En août 2015, il avait en effet vendu une partie de ses actions de MP&Silva à un autre co-fondateur, Riccardo Silva, pour fonder son propre holding d’investissement, Aser. Cette société a mis sur pied Eleven Sports Network, actuellement actif en Belgique, en Pologne, au Luxembourg, à Singapour et à Taiwan. En janvier 2017, il a acheté 50 % des parts de Leeds, qui luttait alors pour la promotion en Premier League. Silva a aussi son club : il partage la propriété du Miami FC, en division deux américaine, avec Paulo Maldini.

Radrizanni est impliqué dans les négociations actuelles sur deux fronts. Un, comme actionnaire, certes minoritaire, de MP&Silva. Deux, via Eleven, présent dans les paquets sportifs de tous les grands opérateurs belges (Telenet, Proximus, Voo et Orange) depuis la saison passée et candidat à la retransmission du football belge.

PARTENAIRE ET CONCURRENT

Eleven est un partenaire et concurrent direct pour les chaînes qui proposent du football payant. Partenaire, car elles sont présentes sur sa plate-forme mais aussi concurrent, puisqu’ils convoitent les mêmes droits. Jusqu’au début de cette saison, par exemple, Proximus détenait les droits exclusifs de la Primera Division espagnole. Ils appartiennent maintenant à Eleven, ce qui permet aux abonnés d’un paquet Eleven chez Telenet de suivre Barça-Real. Cela peut également arriver avec les populaires Premier League et Bundesliga. Pour l’heure, Telenet en possède l’exclusivité mais Eleven a déjà les droits anglais pour Singapour et les allemands pour la Pologne. Si Eleven acquérait les droits belges, il pourrait aussi les offrir via le réseau de Proximus.

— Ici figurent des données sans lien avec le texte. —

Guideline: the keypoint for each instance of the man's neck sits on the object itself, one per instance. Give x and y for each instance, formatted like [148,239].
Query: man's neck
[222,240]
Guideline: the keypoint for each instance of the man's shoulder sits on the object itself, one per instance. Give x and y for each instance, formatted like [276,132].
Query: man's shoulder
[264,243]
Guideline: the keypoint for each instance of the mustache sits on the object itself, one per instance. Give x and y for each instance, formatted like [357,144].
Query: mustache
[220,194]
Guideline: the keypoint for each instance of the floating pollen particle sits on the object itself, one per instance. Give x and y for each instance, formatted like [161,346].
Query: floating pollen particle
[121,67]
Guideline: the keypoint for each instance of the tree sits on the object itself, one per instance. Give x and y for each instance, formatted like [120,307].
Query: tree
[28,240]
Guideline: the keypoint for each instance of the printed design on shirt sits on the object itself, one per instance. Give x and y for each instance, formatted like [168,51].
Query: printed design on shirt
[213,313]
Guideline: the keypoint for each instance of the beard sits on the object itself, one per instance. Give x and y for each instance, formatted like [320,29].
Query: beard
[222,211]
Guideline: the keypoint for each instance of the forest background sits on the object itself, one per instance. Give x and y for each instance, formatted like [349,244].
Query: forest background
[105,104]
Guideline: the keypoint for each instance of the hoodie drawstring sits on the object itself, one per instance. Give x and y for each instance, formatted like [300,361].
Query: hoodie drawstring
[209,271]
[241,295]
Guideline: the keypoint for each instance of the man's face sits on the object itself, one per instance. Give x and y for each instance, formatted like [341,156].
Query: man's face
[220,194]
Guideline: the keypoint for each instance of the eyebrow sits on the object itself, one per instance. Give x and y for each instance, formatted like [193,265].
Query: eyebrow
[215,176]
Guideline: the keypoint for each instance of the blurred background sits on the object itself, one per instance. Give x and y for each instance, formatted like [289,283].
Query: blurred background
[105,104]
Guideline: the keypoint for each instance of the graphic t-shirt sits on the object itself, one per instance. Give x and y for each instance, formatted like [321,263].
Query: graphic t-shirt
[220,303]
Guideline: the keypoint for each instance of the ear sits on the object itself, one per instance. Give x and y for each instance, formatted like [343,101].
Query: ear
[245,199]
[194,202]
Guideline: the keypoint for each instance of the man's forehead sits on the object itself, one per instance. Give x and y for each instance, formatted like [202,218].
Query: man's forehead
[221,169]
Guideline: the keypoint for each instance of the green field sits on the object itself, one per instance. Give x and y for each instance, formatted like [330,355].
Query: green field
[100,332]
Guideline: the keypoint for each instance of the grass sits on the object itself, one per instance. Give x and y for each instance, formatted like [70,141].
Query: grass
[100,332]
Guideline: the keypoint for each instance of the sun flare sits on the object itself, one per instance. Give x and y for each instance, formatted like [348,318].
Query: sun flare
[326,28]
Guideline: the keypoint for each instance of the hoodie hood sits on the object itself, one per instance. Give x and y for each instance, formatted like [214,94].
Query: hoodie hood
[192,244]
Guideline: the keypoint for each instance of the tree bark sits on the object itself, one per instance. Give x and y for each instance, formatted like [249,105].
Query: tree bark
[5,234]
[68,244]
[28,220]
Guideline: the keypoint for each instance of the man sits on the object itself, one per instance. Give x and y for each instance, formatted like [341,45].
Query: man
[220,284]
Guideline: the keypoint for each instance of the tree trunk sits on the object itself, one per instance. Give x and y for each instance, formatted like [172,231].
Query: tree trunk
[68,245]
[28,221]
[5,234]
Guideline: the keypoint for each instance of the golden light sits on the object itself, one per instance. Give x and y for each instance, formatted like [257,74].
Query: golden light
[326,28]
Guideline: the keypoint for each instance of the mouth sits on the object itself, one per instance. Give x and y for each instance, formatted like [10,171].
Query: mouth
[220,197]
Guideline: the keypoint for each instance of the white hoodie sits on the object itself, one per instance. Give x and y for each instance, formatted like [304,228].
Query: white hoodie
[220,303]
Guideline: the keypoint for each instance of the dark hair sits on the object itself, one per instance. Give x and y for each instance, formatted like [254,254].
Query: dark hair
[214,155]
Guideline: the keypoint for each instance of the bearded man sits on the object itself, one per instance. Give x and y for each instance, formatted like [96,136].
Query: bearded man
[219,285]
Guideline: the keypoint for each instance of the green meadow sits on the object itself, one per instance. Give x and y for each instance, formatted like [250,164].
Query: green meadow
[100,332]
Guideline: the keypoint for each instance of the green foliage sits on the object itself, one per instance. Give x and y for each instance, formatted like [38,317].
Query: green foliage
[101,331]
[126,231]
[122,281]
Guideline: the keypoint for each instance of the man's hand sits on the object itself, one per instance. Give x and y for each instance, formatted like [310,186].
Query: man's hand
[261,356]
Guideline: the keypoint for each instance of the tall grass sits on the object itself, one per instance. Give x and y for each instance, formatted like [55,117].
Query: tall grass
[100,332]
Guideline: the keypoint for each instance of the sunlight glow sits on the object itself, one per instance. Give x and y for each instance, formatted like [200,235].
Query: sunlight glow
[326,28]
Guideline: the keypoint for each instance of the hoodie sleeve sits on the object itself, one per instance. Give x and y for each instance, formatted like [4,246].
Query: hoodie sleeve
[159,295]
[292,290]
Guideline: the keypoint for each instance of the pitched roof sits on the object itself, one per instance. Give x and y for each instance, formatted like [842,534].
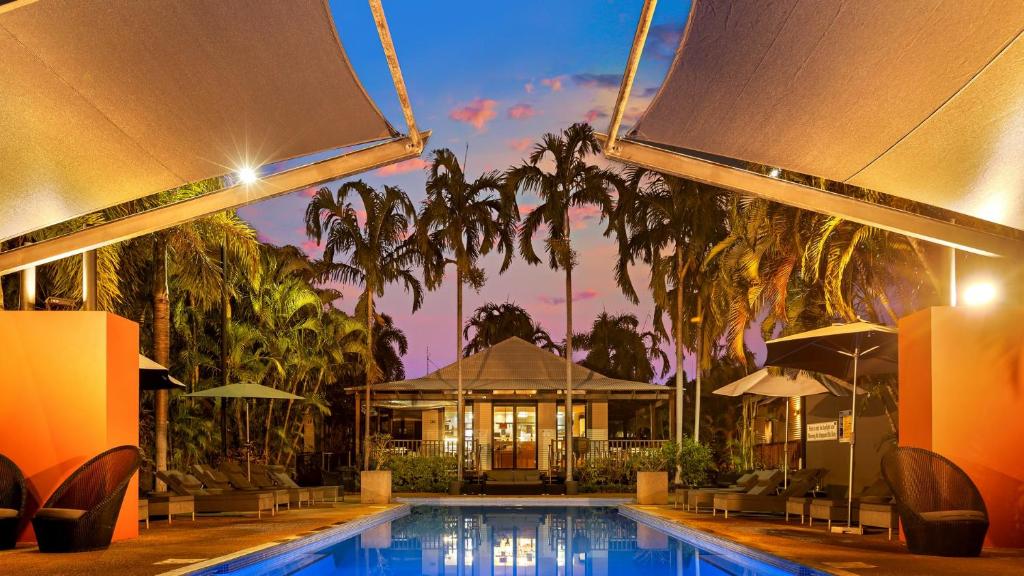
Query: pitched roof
[515,364]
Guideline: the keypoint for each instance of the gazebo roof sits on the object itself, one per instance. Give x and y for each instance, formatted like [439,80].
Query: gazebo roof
[511,365]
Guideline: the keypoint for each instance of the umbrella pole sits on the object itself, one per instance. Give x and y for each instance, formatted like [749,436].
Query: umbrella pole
[853,439]
[249,475]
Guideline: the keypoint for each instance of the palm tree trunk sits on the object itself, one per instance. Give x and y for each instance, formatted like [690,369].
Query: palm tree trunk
[370,373]
[161,347]
[460,410]
[568,351]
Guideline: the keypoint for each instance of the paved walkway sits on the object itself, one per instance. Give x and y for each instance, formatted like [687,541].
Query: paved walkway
[163,547]
[870,554]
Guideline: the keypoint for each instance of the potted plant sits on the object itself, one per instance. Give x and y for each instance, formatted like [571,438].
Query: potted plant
[652,474]
[375,485]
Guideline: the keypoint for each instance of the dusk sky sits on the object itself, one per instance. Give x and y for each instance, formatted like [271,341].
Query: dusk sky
[496,76]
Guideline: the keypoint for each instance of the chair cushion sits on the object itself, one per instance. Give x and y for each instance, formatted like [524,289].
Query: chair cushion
[953,516]
[59,513]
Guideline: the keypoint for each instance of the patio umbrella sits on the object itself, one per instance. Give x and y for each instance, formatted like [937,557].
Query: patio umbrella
[845,351]
[153,376]
[246,391]
[764,382]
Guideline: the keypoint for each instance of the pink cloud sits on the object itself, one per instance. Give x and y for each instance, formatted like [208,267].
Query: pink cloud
[519,145]
[403,167]
[476,113]
[521,112]
[593,114]
[554,83]
[577,296]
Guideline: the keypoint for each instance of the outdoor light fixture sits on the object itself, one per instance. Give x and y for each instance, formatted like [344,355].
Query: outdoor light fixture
[980,293]
[247,175]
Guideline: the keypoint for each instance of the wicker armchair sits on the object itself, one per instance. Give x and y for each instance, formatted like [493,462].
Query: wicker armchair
[12,499]
[941,509]
[81,513]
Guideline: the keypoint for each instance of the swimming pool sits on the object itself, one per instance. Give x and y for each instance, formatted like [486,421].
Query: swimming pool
[512,541]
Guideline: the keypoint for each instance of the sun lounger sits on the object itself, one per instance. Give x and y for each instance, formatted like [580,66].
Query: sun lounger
[318,493]
[763,501]
[215,500]
[238,479]
[765,482]
[261,477]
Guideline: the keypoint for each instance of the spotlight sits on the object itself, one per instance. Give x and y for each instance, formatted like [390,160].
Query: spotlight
[980,293]
[247,175]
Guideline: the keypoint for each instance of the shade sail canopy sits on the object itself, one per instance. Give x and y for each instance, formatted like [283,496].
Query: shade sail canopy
[102,104]
[154,376]
[246,389]
[763,382]
[514,365]
[923,100]
[830,350]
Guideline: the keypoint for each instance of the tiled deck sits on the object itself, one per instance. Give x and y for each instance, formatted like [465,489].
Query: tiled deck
[870,554]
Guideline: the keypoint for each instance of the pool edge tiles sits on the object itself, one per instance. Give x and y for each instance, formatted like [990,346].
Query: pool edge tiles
[717,543]
[514,501]
[337,532]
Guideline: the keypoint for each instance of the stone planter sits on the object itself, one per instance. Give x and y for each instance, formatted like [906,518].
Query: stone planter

Eleven a-t-il un avantage sur ses concurrents dans la lutte actuelle pour les droits TV belges ? En théorie, tout le monde part avec les mêmes chances, même des chaînes moins bien introduites comme Endemol, qui a déjà montré de l’intérêt dans le passé, ou Fox, qui détient le marché néerlandais. Mais tout le monde devra passer par Radrizanni, même s’il possède moins de pouvoir chez MP&Silva qu’en 2014. Quant aux responsables de cette société, ce qui les intéresse le plus, c’est de couvrir les 80 millions annuels promis à la Pro League.

Le nouveau contrat sera-t-il valable pour trois saisons ? Sans aucun doute. Eleven, qui veut proposer une sorte de chaîne Pro League, aimerait disposer de quatre à cinq ans. MP&Silva n’y est pas défavorable mais les clubs professionnels sont moins intéressés. En outre, les seize clubs de D1 ont pris l’engagement de mettre leurs droits en commun mais seulement jusqu’en 2020. Après, chacun est libre, en théorie, de les gérer lui-même.

D’autre part, un contrat lie les équipes de 1B et de la Pro League à Proximus. En février 2016, le nom et les droits de retransmission ont été vendus à la chaîne pour quatre ans. En d’autres termes, les 24 clubs ont tout intérêt à ce que tous les contrats TV arrivent à échéance en 2020 afin de pouvoir partir à la recherche d’un nouveau partenaire.

PAR PETER T’KINT – PHOTOS ISTOCK

MP&Silva perd dix millions par an alors qu’il doit en verser dix de plus dès la saison prochaine. L’entreprise a donc tout intérêt à réunir plus d’argent.